動脈硬化の自覚症状は、初期・中期ではほとんどありません。

というのも動脈硬化とは、血管の内側の内壁がコレストロール等が詰まり、血流が悪くなる症状のことだからです。

そのため、動脈硬化の初期症状としては、血流が悪くなるといった症状です。動脈硬化が進んでいるといった自覚はほぼないといえます。

ですが、血管の詰まりがヒドくなると、血液が流れにくい→血液が流れない、と悪化していきます。

動脈硬化は、細い毛細血管から太い動脈まで体中のどこででも起きます。

毛細血管の動脈硬化が進むと、毛細血管に血液が流れなくなり、毛細血管が壊死していきます。

毛細血管が壊死していくと、体に流れていた血流が減るため、壊死した体の一部に機能障害が起きるようになります。

大きな血管は太いため、血液が流れにくくなりづらいですが、10年・20年とかけて徐々に血管をつまらせていきます。

やがてコレストロール等が溜まっていくと、太い血管でも詰まったり、血栓を作り出すようになります。

そのため、動脈硬化の進行がかなり進んでいると、高血圧・糖尿病、脂質異常、骨粗しょう症から脳梗塞・心筋梗塞・腎臓病といった重大な病気にまで発展するリスクが高まるのです。

そこで進行した動脈硬化の自覚症状についてご紹介します。

<動脈硬化の自覚症状は?>

  • 手・足の冷え

    手・足の冷えは、血行不良のためですが、元々冷え性の方もいて、問題ないこともあります。

    冷え性のチェックの仕方は、他人と較べて肌が冷えているか?他人の体温と比較します。

    他人が手・足を触ってみて冷たいと感じるようなら、冷え性と言えます。

    他人があなたの手・足を触っても冷たいと感じない時は、冷えではないです。
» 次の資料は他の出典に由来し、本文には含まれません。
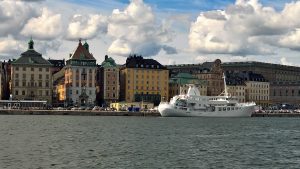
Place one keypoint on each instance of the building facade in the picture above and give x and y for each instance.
(31, 77)
(108, 82)
(144, 80)
(80, 77)
(284, 80)
(179, 84)
(211, 72)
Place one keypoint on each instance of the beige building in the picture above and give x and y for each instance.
(108, 86)
(258, 92)
(238, 91)
(80, 77)
(144, 80)
(31, 78)
(179, 84)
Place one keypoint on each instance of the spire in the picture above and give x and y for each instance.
(30, 44)
(86, 46)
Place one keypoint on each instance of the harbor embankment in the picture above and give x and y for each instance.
(276, 114)
(76, 113)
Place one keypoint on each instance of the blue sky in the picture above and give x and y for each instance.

自分だけ思い込みで冷たく感じていることも割とあるのです。

    どちらにしろ冷え性は、体の血液循環が悪い状態です。

    ですので、冷え性の改善はして頂きたいです。

  • 指のツメの色が青白い・割れる

    ツメの色は、肌が透けて見えますが、血流がよいと明るいピンク色です。

    個人差はありますが、暗いピンク色、青白くなるほど、血流が悪い状態です。

    手の先の血流が悪くなると、ツメが薄くなり、割れやすくなります。

    また、ツメにシワがありますが、横ジワが出来ていたら体調不良のサインです。縦ジワは加齢によるものが多いです。

  • 目の充血・くま

    目の充血が出やすいのも、血流が悪くなるサインです。

    白目の部分は、毛細血管が集中していて、鏡ですぐにチェックしやすい場所です。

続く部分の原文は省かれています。